143: Okoye to the People & Light Wakanda Rant

Synopsis

Ibi Zoboi, a National Book Award Finalist and New York Times best-selling author, joins Marvel Universe storytelling with this heartfelt novel that takes Okoye to America for the very first time.

Okoye is a new recruit for T’Chaka’s royal guard: the Dora Milaje. Known for their loyalty and warrior abilities, the Dora are respected and revered in Okoye’s home country of Wakanda. But when Okoye is sent on her very first mission—to America—she’ll learn that her status as a Dora means nothing to New Yorkers and her expectations for the world outside of her own quickly fall apart. Chosen to accompany King T’Chaka on a humanitarian mission, Okoye finds herself trying to help teens dealing with addiction and gentrification in a forgotten neighborhood in Brooklyn.

Caught between duty to her country and listening to her own heart, Okoye must find her own way and determine the type of Dora Milaje—and woman—she wants to be.

The Good

Looking at the story it had good ideas.

The Bad

I. Telling vs showing & being lectured at.
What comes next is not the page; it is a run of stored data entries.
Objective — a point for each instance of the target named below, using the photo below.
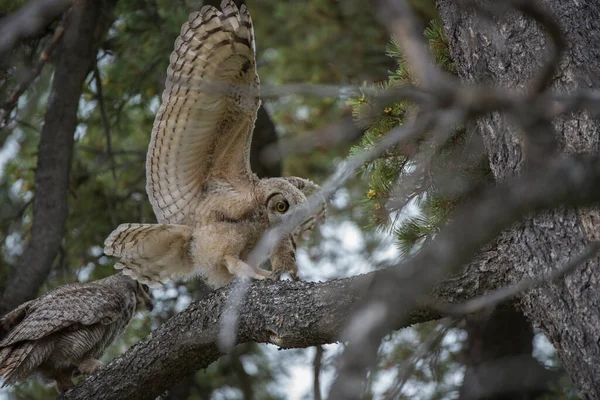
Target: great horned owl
(211, 207)
(65, 331)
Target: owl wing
(309, 188)
(84, 304)
(203, 128)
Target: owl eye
(282, 206)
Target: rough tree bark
(289, 314)
(499, 360)
(85, 24)
(509, 52)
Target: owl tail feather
(15, 365)
(151, 253)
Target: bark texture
(499, 360)
(84, 24)
(288, 314)
(509, 51)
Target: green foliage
(413, 187)
(323, 41)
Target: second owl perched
(211, 208)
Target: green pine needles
(414, 187)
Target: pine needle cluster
(411, 197)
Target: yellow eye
(281, 206)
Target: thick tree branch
(75, 56)
(567, 181)
(301, 314)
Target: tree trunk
(499, 360)
(75, 55)
(509, 52)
It spent so much time telling (lecturing) Okoye the same things over and over instead of letting the story unfold that it lost many things.

a. nuance/short changed conversations- Was the diaspora conversations given the space to fully breathe? Did they feel jammed in? Why are we not giving more focus to someone selling drugs to people in community especially when some of them are kids?
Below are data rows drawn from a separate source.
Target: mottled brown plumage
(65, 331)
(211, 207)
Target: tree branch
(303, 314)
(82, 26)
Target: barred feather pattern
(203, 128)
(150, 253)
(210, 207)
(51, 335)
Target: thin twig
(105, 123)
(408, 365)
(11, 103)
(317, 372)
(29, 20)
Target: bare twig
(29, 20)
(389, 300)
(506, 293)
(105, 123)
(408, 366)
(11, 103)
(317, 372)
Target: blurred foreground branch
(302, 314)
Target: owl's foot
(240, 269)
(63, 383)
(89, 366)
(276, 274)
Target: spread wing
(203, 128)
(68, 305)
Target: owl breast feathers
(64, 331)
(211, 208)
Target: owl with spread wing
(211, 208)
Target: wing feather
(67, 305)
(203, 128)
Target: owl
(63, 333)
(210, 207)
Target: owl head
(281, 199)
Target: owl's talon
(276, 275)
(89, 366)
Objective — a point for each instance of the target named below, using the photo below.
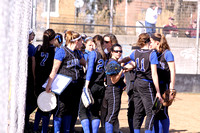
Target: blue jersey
(143, 59)
(95, 71)
(163, 67)
(70, 62)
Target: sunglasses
(106, 41)
(116, 51)
(58, 37)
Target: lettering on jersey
(161, 65)
(100, 66)
(73, 62)
(140, 63)
(45, 57)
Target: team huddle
(98, 70)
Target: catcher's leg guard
(130, 123)
(38, 117)
(136, 130)
(45, 123)
(66, 123)
(57, 124)
(148, 131)
(95, 125)
(165, 125)
(86, 125)
(157, 127)
(108, 127)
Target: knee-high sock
(45, 123)
(158, 127)
(57, 124)
(86, 125)
(95, 125)
(67, 123)
(108, 127)
(136, 130)
(165, 125)
(130, 123)
(38, 117)
(148, 131)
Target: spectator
(170, 28)
(151, 18)
(192, 30)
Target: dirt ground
(184, 114)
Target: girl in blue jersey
(89, 46)
(67, 61)
(113, 91)
(166, 75)
(43, 62)
(31, 101)
(95, 82)
(146, 85)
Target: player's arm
(154, 62)
(83, 62)
(169, 57)
(33, 66)
(56, 66)
(116, 78)
(172, 74)
(91, 61)
(129, 66)
(128, 58)
(58, 58)
(125, 59)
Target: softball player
(166, 75)
(89, 44)
(43, 59)
(109, 40)
(67, 61)
(31, 102)
(95, 82)
(146, 77)
(113, 91)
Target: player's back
(44, 62)
(98, 71)
(143, 67)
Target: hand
(159, 97)
(48, 88)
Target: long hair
(143, 39)
(112, 37)
(47, 37)
(163, 42)
(113, 46)
(71, 37)
(98, 41)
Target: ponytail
(47, 37)
(98, 41)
b. seeing things on ground happening – would it not been more entertaining to see manifestation of powers & build of tension/mystery then introduce Bliss all while showing how they are dealing with gentrification differently? It felt like we were above the actual interesting action of the story.

II. Point of View

Okoye should have not been the point of view/lense that this discussion was told from. Instead people from the community or regular degular folks should have been at center of the story.
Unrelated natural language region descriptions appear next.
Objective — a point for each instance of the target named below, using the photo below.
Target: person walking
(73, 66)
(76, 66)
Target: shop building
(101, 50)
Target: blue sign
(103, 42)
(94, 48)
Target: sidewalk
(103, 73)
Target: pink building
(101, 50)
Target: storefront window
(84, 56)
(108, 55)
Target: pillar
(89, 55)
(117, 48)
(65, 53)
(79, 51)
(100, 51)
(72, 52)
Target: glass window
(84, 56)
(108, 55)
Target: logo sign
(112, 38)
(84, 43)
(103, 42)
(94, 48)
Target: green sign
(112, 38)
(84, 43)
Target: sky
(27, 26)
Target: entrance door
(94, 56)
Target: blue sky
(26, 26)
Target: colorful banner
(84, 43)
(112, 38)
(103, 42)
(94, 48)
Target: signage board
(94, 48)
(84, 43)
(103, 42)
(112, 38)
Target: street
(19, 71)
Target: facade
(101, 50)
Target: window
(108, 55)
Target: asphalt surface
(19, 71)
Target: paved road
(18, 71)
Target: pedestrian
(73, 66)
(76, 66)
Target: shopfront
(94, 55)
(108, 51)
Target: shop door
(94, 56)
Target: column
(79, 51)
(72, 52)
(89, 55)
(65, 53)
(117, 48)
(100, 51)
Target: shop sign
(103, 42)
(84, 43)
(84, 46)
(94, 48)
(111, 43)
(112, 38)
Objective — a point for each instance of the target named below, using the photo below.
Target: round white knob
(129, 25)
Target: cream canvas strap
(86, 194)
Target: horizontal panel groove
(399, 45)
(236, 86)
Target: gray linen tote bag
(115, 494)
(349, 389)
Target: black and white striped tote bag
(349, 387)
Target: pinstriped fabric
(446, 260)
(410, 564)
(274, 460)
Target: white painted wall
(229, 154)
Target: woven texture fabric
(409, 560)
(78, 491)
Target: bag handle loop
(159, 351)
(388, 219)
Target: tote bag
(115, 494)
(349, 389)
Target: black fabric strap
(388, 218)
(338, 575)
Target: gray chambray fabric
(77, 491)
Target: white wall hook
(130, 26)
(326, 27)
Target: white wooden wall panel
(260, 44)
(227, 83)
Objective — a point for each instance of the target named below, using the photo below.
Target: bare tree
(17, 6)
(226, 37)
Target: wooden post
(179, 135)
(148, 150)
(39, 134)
I think about how Static Season One (comic) and Black Lightening (the show) handled similar conflicts happening in them. So I do wonder why not use heroes like Static Shock or Miles Morales?

Thoughts

I. Diaspora Wars

Every time (in prose) we see Wakanda/Wakandians there is a diaspora conversation undercurrent which can be tough to read and messy but also kind of frustrating as a comic reader.

A. Messy/Tough

We keep (voluntarily) getting how Wakanda is failing the diaspora specifically Black Americans.
In general, even outside the diaspora stuff the more Wakanda is represented the more they look bad.

B. Frustrating

Sometimes it can feel like the Wakanda prose is stuck on the Black Panther movie greatest hits so they explore diaspora war stuff instead of fighting aliens or problems in Wakanda. They are missing what made Black Panther fun.

III. Was this the right medium or way to tell this story? Would this have worked better as a comic?